Better still to leave the line and just remove the “size=#######,” which will allow your tmp directory to grow to half of your available ram (available at startup).
I actually add the line above and set the size manually to one-half ram _plus_ one-half configured swap space.
For various reasons having your /tmp drive self-clean between boots and completely ram based will greatly increase the speed of many operations. (e.g. an install that “copies through” /tmp wont become a disk-to-disk copy operation unless it _must_ overflow into swap).
Many distros put /tmp into a tmpfs (hence the name tmpfs
by default, and unless you are _pressed_ for ram, you should too.
Many applications which are not written properly, will generate errors about not enough room, when they actually do have enough room.

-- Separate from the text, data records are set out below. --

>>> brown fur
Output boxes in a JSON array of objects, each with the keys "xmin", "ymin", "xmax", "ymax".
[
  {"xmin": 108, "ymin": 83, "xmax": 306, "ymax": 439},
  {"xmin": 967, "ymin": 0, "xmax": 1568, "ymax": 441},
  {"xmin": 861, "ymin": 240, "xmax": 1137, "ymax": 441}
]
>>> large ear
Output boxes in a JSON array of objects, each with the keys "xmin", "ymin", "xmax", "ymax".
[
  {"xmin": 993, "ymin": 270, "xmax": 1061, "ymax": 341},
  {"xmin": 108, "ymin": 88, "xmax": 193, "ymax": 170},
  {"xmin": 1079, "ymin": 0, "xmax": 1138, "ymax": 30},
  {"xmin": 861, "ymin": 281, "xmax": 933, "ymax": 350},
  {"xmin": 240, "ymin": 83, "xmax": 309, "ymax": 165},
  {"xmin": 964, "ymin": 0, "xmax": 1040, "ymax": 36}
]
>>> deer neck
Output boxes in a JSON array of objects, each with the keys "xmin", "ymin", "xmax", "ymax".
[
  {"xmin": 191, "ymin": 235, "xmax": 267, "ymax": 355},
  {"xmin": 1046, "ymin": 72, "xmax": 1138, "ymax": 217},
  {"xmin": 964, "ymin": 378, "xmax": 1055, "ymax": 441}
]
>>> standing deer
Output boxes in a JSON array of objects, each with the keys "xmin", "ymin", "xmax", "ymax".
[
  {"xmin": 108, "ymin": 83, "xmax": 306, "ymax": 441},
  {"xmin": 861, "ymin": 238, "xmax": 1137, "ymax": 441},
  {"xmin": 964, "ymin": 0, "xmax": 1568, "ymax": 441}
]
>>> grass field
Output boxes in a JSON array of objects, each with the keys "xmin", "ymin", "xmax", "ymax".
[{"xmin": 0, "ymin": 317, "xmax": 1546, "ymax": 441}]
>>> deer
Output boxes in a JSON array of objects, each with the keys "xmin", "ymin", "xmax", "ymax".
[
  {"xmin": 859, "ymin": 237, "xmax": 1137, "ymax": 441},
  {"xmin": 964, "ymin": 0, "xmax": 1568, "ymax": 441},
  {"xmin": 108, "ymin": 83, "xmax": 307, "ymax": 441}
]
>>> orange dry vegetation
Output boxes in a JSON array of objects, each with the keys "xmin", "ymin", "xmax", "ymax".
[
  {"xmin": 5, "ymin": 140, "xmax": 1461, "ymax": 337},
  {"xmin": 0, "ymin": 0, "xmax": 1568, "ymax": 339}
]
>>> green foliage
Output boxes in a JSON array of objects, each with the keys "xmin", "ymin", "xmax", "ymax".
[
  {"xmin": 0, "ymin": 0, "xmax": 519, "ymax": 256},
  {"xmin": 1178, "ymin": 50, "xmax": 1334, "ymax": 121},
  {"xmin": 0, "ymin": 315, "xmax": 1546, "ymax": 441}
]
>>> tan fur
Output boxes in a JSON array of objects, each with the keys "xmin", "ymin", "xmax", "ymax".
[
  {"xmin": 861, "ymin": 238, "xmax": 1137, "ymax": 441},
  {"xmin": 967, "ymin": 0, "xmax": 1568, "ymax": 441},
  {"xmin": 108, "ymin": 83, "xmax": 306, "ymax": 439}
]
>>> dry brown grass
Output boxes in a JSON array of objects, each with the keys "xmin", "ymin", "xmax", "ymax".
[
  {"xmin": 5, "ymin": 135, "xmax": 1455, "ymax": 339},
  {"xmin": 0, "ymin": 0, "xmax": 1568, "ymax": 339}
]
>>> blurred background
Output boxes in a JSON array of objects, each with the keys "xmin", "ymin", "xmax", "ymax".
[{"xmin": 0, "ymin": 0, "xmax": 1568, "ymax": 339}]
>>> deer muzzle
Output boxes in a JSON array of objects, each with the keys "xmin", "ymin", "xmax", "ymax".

What seems to happen is that people seem to think Linux is a 2 partition system: 1 partition for swap and 1 partition for filesystem. But if you actually have separate filesystems for /tmp, /usr, /usr/local, /var, /home, etc., more often than not the program in question is looking for freespace on /, and not in the filesystem where the room is actually needed.
@Rob: That is indeed a good suggestion.
@Gordon: You are correct. But there are many applications that actually need the space in /tmp and not just the final location. One example is as given by rob in a “copy through” install.
Thanks a lot !
my disk has been fulled by a wrong backup script.
After restoring things, I still have some database query that wasn’t outputing nothing and this error in the mysql error log
121222 10:28:38 [ERROR] /usr/sbin/mysqld: Incorrect key file for table ‘/tmp/#sql_33a3_0.MYI’; try to repair it
121222 10:28:38 [ERROR] Got an error from unknown thread, /build/buildd/mysql-5.5-5.5.28/storage/myisam/mi_write.c:223
I spend 4 hours debugging, thinking that I had database corruption after
I’ve read carefully this post
http://www.mysqlperformancetuning.com/a-fix-for-incorrect-key-file-for-table-mysql
And was convinced it was a tmp size problem though the error message of mysql didn’t point at all to this cause.
I hadn’t seen if tmp was on a specific partition before, but it was having a 1MB, very few in its own partition
In /etc/fstab they wasn’t any line for it
Furthermore the overflow that was printing when doing df -h was adding clue in this direction.
Your 2 steps recipe help got rid of this problem.
As ever, debugging is not funny, but by the way allow us to learn some interesting things about the os that run our sites.